Returns on AI investments may be harder to achieve than the hype suggests
05 November 2025 | Research and Insights
Article | PDF (3 pages) | Applications Data and Strategies
NVIDIA has conducted a survey of various telecoms operators (including mobile, fixed and cable companies), as well as their hardware and software suppliers, for the past 3 years.1 NVIDA is one of the most significant vendors in the world in regards to AI and generative AI (GenAI) and is keen to promote the ongoing growth of AI, but there appears to have been a minor pause in some aspects of AI roll-outs when compared to last year’s survey results. The same observations have also been made by a researcher at MIT, who noted that only 5% of AI projects have exhibited any return on investment, meaning that 95% are given no returns for business.2 Nonetheless, the results of NVIDIA’s survey show plenty of positives. For example, the number of respondents using or implementing AI increased by 8 percentage points between 2023 and 2024, which means that 97% of respondents are now engaged with AI and 49% are actively using it. This aligns with the research from MIT, which noted that 40% of its respondents are deploying AI and 80% are investigating it.

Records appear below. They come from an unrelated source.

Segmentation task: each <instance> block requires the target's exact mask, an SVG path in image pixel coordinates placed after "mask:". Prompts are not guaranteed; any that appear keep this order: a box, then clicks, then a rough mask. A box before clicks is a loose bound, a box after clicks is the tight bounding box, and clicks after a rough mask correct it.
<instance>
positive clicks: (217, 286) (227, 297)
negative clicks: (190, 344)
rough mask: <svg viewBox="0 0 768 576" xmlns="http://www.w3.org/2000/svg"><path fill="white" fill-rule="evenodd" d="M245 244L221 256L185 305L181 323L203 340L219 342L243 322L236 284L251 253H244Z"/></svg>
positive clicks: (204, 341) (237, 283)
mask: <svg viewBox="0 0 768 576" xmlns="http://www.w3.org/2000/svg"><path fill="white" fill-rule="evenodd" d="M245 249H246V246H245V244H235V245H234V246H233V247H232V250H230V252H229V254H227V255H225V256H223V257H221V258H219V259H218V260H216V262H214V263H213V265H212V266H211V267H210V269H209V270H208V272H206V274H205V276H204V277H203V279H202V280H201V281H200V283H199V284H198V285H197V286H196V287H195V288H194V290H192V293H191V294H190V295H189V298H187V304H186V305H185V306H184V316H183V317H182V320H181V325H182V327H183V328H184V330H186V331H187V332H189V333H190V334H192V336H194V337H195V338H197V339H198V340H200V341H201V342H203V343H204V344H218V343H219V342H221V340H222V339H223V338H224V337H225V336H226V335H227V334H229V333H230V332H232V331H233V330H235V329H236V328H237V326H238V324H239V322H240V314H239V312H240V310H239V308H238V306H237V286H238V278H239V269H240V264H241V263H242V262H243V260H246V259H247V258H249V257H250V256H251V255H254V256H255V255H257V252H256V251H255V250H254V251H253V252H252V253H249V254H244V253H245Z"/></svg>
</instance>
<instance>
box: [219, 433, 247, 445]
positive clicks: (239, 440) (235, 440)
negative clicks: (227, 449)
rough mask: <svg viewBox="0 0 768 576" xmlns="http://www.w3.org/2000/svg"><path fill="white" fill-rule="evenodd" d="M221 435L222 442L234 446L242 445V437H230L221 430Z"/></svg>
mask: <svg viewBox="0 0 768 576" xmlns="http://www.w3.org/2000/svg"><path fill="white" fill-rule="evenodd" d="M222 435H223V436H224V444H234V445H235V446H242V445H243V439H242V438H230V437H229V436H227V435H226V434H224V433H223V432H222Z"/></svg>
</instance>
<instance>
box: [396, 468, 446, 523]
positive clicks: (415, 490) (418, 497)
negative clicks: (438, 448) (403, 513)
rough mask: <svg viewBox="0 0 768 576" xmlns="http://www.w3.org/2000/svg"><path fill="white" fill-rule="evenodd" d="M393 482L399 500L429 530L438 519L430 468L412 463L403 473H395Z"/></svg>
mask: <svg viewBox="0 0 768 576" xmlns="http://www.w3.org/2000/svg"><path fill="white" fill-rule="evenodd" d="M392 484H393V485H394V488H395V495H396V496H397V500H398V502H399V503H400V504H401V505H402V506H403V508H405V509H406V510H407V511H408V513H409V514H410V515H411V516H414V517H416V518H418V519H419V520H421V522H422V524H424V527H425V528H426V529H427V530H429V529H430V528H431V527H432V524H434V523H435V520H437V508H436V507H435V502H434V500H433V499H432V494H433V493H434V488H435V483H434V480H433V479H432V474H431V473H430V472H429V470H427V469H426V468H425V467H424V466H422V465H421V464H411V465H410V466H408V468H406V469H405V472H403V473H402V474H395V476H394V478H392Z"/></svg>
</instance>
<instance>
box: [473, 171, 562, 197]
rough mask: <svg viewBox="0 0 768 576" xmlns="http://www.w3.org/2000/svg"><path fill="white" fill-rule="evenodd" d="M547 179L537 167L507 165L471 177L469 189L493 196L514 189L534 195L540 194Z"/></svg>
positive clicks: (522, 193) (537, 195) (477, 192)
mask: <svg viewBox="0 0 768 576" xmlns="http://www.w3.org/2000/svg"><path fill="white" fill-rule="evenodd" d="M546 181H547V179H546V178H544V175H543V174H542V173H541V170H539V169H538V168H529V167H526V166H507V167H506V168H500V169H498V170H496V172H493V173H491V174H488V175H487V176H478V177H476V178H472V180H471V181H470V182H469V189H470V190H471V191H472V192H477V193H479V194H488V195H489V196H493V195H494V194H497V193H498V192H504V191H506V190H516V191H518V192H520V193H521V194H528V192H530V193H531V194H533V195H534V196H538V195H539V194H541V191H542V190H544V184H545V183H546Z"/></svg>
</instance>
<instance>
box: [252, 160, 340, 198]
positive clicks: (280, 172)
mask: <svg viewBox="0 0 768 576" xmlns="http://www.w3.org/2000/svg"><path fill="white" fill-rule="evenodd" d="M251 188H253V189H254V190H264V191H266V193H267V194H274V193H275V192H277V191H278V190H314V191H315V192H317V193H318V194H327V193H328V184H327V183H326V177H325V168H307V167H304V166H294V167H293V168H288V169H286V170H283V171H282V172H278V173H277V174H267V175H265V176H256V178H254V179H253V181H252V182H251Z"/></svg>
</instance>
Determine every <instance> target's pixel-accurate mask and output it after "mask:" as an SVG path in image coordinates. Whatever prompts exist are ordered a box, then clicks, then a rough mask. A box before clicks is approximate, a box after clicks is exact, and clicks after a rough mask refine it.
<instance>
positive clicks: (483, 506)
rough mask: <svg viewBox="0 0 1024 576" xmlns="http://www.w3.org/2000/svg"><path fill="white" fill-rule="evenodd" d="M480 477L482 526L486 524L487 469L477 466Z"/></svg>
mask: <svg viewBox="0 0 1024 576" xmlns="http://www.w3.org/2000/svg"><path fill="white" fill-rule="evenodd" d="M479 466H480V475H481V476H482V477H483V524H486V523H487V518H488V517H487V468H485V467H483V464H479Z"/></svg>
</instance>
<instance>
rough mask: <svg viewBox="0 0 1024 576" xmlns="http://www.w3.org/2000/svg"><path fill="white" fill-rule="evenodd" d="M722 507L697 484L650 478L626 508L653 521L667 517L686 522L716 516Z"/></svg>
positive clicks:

The two core business justifications for the use of AI are cost savings and increased revenue. However, there is a realisation that returns on AI investments are not that straightforward and are harder to come by than the market hype suggests.
1 NVIDIA, State of AI in Telecommunications.
2 Aditya Challapally conducted research based on 150 interviews with technology leaders, a survey of 350 employees and an analysis of 300 public AI deployments and found a clear divide between success stories and stalled projects. MIT NANDA (2025), The GenAI Divide: State of AI in Business 2025.